Bir asır sonra gelecek o zât

alt

Risâle-i Nûr’da ifâde edilen “bir asır sonra gelecek o zât …” cümlesi elbette ki ehemmiyetli bir hakîkati ifâde ediyor. Bedîüzzamân Hazretleri bir asır sonra gelecek zât ifâdesi ile önemli bir hâdisenin vukû’unu bildirmektedir. Ancak sırr-ı imtihân ve hikmet-i ibhâm gereği de mes’ele net değil ve perdelenmiştir.

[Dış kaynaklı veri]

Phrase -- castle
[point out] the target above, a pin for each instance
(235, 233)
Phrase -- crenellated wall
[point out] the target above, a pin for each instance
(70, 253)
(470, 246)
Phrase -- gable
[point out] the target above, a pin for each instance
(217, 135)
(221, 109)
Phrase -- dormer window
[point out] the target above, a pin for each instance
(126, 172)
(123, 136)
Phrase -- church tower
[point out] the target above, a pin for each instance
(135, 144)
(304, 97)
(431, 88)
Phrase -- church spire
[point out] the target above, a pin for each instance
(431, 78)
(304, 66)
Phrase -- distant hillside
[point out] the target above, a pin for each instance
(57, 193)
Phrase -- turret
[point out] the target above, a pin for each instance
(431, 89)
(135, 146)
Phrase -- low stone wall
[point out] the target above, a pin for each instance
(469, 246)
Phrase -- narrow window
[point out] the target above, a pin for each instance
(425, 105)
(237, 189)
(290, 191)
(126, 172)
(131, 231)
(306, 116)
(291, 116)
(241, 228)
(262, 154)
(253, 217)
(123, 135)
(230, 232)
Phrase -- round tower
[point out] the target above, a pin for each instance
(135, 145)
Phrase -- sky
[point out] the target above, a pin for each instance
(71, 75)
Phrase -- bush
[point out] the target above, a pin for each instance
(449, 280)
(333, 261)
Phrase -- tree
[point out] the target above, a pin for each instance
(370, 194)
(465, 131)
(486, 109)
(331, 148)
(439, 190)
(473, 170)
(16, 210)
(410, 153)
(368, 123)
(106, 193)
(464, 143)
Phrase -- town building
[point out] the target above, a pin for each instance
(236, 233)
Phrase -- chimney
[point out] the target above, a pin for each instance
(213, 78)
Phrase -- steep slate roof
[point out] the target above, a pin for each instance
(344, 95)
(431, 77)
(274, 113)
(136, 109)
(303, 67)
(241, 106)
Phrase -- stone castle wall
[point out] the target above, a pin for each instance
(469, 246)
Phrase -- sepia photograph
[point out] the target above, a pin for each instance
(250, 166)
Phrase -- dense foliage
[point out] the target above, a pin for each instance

Çünkü din bir imtihândır, akla kapı açar, irâdeyi elden almaz. Bu önemli bir kâidedir. Özellikle vukû’ât-ı âhirzamâna ait hâdiseler perdeli ve mübhemdir. Bu sebepledir ki “bir asır sonra gelecek o zât” ifâdesi üzerinde de tam bir ittifak olamamış, farklı yorumlar ve mülâhazalar olmuştur.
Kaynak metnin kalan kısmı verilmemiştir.